C’era qualcos’altro, impresso sui tre uomini che lo seguivano scendendo la passerella. Barbee si chiese se non fossero tutti vittime di una malattia. Il volto pallido e massiccio di Mondrick, sotto il casco coloniale macchiato e pesto, era un ammasso di carne flaccida e tremolante. Forse la sua vecchia asma, o il cuore, lo avevano minato in quei due anni.
In un momento come quello, uomini della loro condizione, anche se malati, avrebbero dovuto sorridere; erano invece tutti terribilmente seri e accigliati, come rosi da una segreta angoscia.
Nick Spivack e Rex Chittum seguivano il vecchio Mondrick. Anche i loro abiti kaki erano logori e macchiati. Rex non poté non udire il saluto gridatogli con voce tremante dal vecchio Ben Chittum in mezzo al gruppo di familiari, davanti all’edificio della stazione, ma non fece segno di risposta.

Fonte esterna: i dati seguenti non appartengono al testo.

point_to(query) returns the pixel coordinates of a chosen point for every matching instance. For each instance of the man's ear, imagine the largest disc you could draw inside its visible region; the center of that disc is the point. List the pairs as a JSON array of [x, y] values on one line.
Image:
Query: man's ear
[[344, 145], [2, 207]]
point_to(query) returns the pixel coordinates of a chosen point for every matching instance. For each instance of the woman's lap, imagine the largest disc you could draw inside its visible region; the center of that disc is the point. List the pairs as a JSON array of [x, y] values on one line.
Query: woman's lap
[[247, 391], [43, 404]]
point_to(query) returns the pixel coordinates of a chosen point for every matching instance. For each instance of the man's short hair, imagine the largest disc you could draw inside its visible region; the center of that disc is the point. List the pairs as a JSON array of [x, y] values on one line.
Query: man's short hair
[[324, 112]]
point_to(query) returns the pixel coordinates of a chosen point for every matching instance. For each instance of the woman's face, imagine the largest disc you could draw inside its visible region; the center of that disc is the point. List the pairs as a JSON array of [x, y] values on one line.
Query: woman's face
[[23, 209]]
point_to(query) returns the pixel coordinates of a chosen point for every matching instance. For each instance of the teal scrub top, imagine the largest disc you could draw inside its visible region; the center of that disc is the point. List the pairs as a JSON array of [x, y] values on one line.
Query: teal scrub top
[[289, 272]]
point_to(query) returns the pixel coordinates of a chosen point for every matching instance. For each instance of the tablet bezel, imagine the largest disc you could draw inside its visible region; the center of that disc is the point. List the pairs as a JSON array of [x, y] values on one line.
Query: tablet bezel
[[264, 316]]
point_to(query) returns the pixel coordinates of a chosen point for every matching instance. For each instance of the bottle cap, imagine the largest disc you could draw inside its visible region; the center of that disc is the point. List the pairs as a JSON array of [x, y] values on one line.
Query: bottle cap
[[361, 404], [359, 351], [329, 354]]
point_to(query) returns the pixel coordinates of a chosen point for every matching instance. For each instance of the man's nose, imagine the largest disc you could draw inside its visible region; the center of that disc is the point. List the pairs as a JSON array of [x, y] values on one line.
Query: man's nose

Lui e Nick portavano una cassa rettangolare, verniciata di verde, con attaccate due maniglie di cuoio. Era rinforzata da molte fasce di metallo, e un grosso lucchetto la chiudeva. Sembrava pesantissima, tanto che i due uomini che la portavano parvero a un tratto perdere l’equilibrio.
«Attenti!», s’udì gridare la voce di Mondrick. «Ci mancherebbe altro che dovessimo perderlo proprio ora!»
L’antropologo corse accanto alla cassa e tese le braccia per aiutarli a raddrizzarla. Non la lasciò fino a quando non fu portata sana e salva fino a terra; e, anche allora, non ne staccò la mano, mentre diceva ai suoi due collaboratori di portarla verso il gruppetto dei giornalisti.
Quegli uomini avevano paura. Traspariva da ogni loro gesto. Non tornavano come vincitori, ma come uomini condannati a fare qualcosa che li riempiva di terrore.
«Sarei proprio curiosa di sapere che cosa hanno trovato», mormorò April, mentre i suoi occhi si socchiudevano, incupendosi.
«Non so; ma qualunque cosa abbiano trovata», rispose Barbee, «non sembra dar loro molta gioia. Un fanatico religioso potrebbe credere che i loro scavi li abbiano portati sull’orlo dell’inferno.»
«No», rispose la ragazza; «gli uomini non hanno tanta paura dell’inferno.»